Tanz im August is funded by the Capital Cultural Fund. Since 2014, Virve Sutinen from Sweden has been the artistic director.

== Productions ==
Numerous formats are fixed components of the festival program. Since 2016, the Bibliothek im August (Library in August) project at the Schaubühne am Lehniner Platz (HAU2) has made books available that festival artists recommended as having influenced their work and thought. The 31st edition in 2019 featured 70 performances of 31 productions at eleven different venues with 160 artists from 15 countries. The 2020 edition took place in a modified form due to the COVID-19 pandemic. Instead of a stage program, an extended online program was offered.

Tanz im August has been publishing a Magazin im August since 2014.

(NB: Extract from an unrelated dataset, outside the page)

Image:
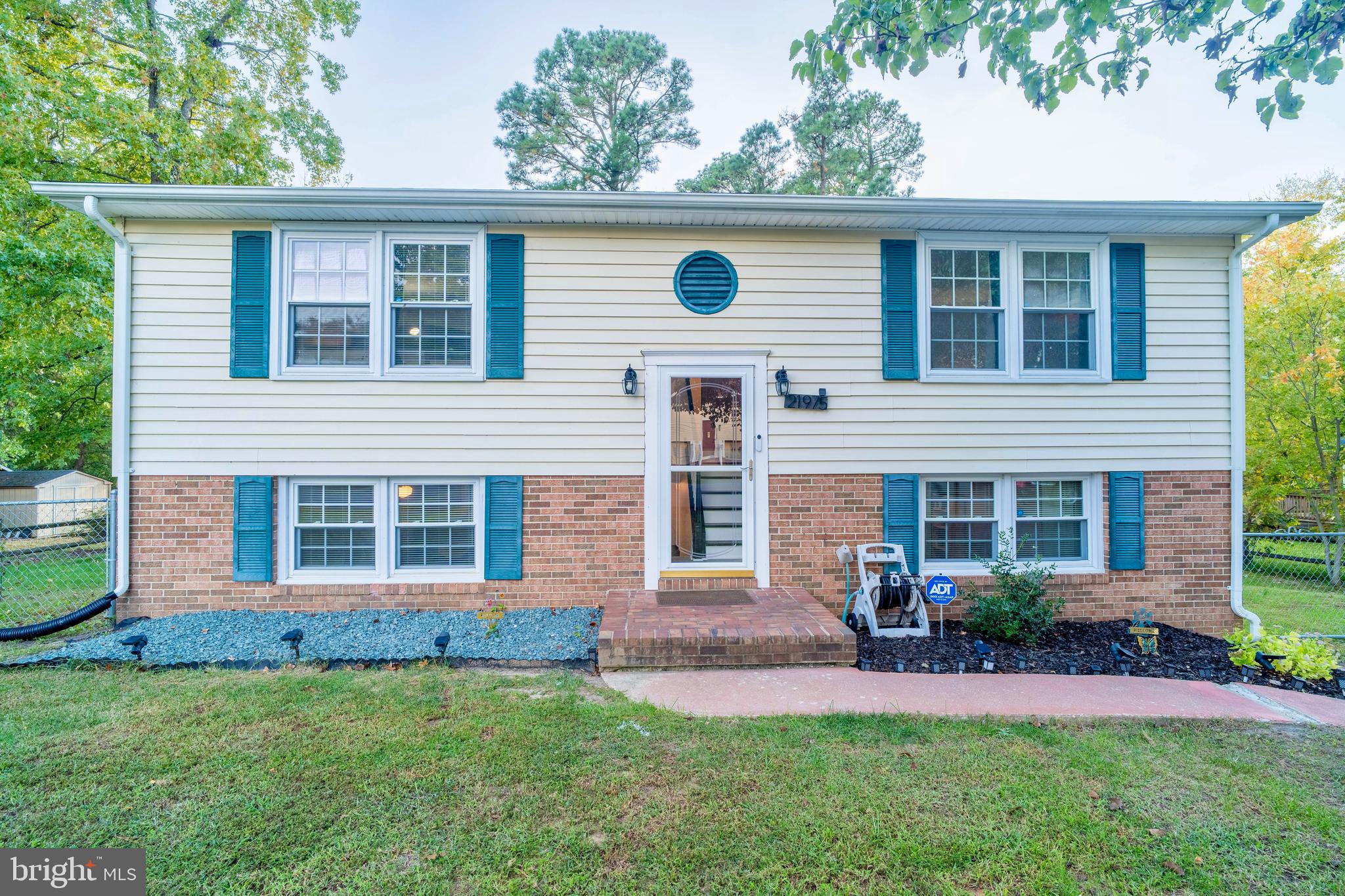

=== Artistic direction ===
- 1989–2003: Nele Hertling
- 2003–2007: Ulrike Becker, Matthias Lilienthal, Bettina Masuch, André Thériault
- 2007–2008: Ulrike Becker, Matthias Lilienthal, Marion Ziemann, Bettina Masuch, André Thériault
- 2009–2013: Ulrike Becker, Pirkko Husemann, Matthias Lilienthal, André Thériault, Marion Ziemann
- 2013: Bettina Masuch
- 2014–2022: Virve Sutinen
- 2023–2027: Ricardo Carmona

=== Artists ===
Artists and companies featured at Tanz im August have included Dominique Bagouet, Tanztheater Wuppertal Pina Bausch, Jérôme Bel, Bruno Beltrão / Grupo de Rua, Rosemary Butcher, Roberto Castello, Nora Chipaumire, Michael Clark Company, Cloud Gate Dance Theatre, Martha Graham Dance Company, Trajal Harrell, Deborah Hay, Anne Teresa De Keersmaeker, María La Ribot, Faustin Linyekula, Constanza Macras' Dorky Park, Lemi Ponifasio, Eszter Salamon, Wayne McGregor, Meg Stuart and Sasha Waltz.
Agnietė Lisičkinaitė and Igor Shugaleev

=== Retrospectives ===
Since 2015, Tanz im August has shown a retrospective of an important living artist every other year, resulting in a publication on their life and work.

- 2015 – Rosemary Butcher
- 2017 – La Ribot
- 2019 – Deborah Hay

=== 30th anniversary ===
In 2018, Tanz im August celebrated its 30th anniversary. In addition to the festival events, journalist Claudia Henne compiled the festival's production history in an archive, which is available in the Tanz im August Online Magazin.